Having trouble getting your kids to eat their fruits and veggies, get off the couch, and turn off the computer games?
According to the Centers for Disease Control and Prevention, over one-third of the nation’s youth will develop diabetes if current eating and exercise habits don’t improve.
A partnership with Chartwells K12 School Dining Services recently brought FoodPlay to Samuel Staples Elementary. The national award-winning theater show features juggling, music, magic, and audience participation to turn kids on to healthy eating and active living.
Woven into the performance are serious lessons that teach kids about the importance of healthy eating and active living, inspiring them to adopt nutritious diets and active lifestyles.

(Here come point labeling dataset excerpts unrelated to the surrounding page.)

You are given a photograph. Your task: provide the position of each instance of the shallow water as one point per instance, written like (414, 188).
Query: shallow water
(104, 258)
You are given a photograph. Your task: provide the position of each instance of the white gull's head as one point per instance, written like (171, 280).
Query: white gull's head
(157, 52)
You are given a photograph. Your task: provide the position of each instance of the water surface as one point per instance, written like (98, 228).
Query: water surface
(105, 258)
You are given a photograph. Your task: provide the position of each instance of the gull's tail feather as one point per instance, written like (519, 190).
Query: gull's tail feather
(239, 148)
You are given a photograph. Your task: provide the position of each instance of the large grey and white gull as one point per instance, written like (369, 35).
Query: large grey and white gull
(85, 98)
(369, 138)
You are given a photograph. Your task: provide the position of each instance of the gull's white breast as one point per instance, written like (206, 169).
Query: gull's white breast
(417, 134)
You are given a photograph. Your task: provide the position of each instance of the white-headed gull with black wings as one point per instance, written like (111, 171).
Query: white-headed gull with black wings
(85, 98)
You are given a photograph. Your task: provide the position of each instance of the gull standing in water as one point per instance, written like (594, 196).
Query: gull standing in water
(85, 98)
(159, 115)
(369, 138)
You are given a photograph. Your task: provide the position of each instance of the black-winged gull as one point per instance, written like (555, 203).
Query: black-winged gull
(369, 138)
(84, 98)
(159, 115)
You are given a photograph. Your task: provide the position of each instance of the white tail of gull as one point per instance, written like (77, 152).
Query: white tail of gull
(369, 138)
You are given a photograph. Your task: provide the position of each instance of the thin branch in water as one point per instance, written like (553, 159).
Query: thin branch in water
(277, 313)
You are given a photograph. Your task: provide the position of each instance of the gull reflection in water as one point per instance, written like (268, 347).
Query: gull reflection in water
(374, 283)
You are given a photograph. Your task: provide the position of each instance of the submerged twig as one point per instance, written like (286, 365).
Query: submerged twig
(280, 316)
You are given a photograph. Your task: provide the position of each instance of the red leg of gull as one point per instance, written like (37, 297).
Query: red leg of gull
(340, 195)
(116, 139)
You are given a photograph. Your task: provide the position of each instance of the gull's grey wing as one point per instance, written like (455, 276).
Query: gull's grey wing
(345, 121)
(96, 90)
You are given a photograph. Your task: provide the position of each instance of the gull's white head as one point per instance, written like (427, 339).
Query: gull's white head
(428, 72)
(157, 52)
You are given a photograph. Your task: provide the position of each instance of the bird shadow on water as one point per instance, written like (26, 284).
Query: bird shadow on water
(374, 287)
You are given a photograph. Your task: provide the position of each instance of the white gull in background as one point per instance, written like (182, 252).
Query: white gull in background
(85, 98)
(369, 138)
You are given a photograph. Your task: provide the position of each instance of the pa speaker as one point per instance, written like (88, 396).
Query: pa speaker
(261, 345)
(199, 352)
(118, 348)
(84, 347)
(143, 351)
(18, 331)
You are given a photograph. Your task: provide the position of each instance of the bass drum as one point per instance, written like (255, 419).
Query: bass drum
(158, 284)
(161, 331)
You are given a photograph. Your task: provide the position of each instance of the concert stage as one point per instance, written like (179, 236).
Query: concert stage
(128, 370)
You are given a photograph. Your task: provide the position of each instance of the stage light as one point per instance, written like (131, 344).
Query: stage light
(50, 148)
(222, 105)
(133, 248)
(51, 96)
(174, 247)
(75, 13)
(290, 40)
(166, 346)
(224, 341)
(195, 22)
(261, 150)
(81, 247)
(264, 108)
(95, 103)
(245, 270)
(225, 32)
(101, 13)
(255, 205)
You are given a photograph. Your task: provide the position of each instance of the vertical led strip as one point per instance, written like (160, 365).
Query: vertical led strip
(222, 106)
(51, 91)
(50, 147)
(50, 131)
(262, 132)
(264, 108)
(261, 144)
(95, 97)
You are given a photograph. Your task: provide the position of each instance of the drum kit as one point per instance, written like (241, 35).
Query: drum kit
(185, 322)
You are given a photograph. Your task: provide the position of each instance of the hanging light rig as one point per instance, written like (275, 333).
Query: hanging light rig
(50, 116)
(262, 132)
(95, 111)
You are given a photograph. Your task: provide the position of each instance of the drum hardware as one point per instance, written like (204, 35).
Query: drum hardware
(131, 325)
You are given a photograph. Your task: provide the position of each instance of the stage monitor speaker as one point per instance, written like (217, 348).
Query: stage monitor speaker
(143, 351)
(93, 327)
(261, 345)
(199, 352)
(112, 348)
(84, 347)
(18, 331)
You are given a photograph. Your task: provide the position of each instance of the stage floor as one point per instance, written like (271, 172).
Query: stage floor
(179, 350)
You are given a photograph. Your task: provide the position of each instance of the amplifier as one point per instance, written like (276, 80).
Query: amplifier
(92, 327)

Schools around the country are working to meet the challenge — by creating school-wide wellness policies, updating school lunch and breakfast menus to offer more fruits, vegetables, and whole grains, and incorporating more physical activity opportunities throughout the school day.
FoodPlay makes good eating great fun, but its messages are serious. In the last 25 years, childhood obesity rates have doubled among elementary school children and tripled among teenagers.
One in three children is overweight, and less than 2% of the nation’s youth are meeting their daily nutritional requirements. Kids are consuming more than 150 pounds of sugar a year, missing out on recommended levels of fruits, vegetables and whole grains needed for optimal health.
During FoodPlay’s performance, children watch as Janey Junkfood desperately tries to make the National Junior Juggling Team. The problem — her poor eating habits. As FoodPlay unfolds, children are empowered with the consumer skills needed to make sense of a confusing food marketplace.
They learn how to see through TV commercials, decipher food labels, and “read it before you eat it.” Teachers come away with new insights too, as many adults don’t realize that ingredients are listed on food labels in order by weight, with the main ingredient listed first.
Kids are alarmed to see how much sugar is found in many of their favorite foods from 10 teaspoons of sugar in a can of soda, to sugar being a main ingredient in a popular sports drink.